Robot foundation models (VLAs like π0, SmolVLA, the LeRobot/SO-100 ecosystem) are bottlenecked on one boring thing: labeled outcomes. There are millions of teleop/rollout episodes on the Hugging Face Hub, but almost none are labeled with did the robot actually succeed at the task? — and that success/failure signal is exactly what you need for reward models, eval suites, and filtering training data. Hand-labeling it is slow and expensive.

So we did what reCAPTCHA did for OCR and Duolingo did for translation: turn the labeling into a game. Show people a 5-second robot clip, ask "did it succeed?", pay out the crowd consensus as a dataset.

What it does

Rate The Robot is a crowd-judging game that turns anyone with a browser into a robotics data labeler.

  • Judge mode — watch a real robot clip ("grab the pen and put it in the holder"), hit YES / NO / skip. After you vote, the crowd's verdict is revealed.
  • A/B mode — two robots attempt the same task; pick which did it better (pairwise preference data for RLHF-style reward models).
  • Consensus engine — votes are aggregated with reliability-weighted Dawid–Skene; once a clip clears a confidence threshold it locks as ground truth and everyone who agreed gets credited retroactively.
  • Earn & spend — correct judgments earn credits + streaks, redeemable in a commissary (gift cards / cash / charity, Tremendous-style).
  • Anti-cheat — golden honeypot clips, per-player reliability EMAs, response-time floors, entropy/rate limits, and shadow-bans keep the data clean.
  • Admin + data out — a footage dashboard (rotation stats, search, leaderboards, lock/retire), one-click Hugging Face dataset import, auto-pairing, and an export pipeline that emits classifier / reward / policy / "saleable" ML datasets or raw per-clip results and the full ballot log, in CSV/JSONL/JSON.

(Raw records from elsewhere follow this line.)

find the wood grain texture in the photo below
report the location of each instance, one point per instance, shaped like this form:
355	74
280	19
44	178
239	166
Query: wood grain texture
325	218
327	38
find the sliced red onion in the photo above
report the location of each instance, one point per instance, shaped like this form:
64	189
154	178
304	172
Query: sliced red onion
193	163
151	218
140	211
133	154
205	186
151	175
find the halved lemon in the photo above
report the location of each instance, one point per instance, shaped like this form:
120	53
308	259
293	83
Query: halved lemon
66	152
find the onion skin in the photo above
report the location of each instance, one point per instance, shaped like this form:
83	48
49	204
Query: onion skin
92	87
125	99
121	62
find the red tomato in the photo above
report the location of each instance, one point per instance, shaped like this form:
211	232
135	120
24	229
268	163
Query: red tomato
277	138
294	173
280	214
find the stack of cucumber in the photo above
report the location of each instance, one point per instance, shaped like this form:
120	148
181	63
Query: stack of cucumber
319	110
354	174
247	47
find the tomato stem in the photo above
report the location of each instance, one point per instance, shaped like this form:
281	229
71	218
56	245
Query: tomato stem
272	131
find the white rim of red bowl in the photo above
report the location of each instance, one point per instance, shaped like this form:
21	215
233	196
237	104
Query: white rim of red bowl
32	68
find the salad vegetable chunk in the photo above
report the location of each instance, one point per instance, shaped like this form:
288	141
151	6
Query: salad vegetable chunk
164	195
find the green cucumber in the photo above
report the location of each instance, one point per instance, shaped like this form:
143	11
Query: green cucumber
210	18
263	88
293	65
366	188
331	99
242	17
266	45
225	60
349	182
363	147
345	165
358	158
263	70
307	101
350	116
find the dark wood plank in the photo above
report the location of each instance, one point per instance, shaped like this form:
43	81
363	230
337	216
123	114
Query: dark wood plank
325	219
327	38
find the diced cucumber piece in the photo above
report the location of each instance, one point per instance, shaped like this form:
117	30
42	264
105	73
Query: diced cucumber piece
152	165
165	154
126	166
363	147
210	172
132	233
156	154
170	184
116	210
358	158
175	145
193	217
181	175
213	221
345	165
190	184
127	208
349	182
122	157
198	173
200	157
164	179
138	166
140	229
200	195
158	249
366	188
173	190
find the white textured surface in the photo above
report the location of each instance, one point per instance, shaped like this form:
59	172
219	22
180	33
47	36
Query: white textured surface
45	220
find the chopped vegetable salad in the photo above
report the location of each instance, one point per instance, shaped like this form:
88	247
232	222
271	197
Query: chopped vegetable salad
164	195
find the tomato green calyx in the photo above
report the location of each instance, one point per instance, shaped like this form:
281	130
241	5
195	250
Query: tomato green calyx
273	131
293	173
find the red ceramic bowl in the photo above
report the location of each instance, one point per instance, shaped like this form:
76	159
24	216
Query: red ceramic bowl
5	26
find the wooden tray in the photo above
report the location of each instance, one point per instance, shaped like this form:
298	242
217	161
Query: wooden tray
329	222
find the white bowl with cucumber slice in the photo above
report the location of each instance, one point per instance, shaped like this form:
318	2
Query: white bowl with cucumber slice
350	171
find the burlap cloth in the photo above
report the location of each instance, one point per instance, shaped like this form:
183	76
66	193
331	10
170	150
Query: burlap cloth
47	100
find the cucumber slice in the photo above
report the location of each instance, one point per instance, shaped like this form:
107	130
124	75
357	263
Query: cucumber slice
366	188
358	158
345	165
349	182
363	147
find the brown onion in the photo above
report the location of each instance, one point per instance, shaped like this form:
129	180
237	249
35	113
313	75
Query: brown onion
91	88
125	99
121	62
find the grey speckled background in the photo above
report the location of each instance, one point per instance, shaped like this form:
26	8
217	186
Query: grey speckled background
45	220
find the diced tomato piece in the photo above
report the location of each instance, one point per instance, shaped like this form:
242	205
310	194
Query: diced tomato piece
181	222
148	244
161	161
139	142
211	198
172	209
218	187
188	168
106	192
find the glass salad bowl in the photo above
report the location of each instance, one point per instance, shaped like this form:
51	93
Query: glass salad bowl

We loaded it with real footage from HuggingFaceVLA/community_dataset_v3 (SO-100/SO-101 community teleop) — pen-in-holder, pick-and-place, even "play chess."

How we built it

  • Monorepo: Turborepo + Bun. apps/{web,server,worker} + packages/{api,db,contract,auth,storage,env,config}.
  • Web: SvelteKit 5 (runes), a hand-built dark/amber design system, Mermaid architecture diagrams.
  • API: Hono + oRPC, contract-first — a single Zod contract types the client and server end to end, no codegen drift.
  • Data: Drizzle + Postgres (HASH-partitioned votes, keyset pagination, pg_trgm search), read-replica aware (dbRead), Redis for caching + async consensus (CQRS).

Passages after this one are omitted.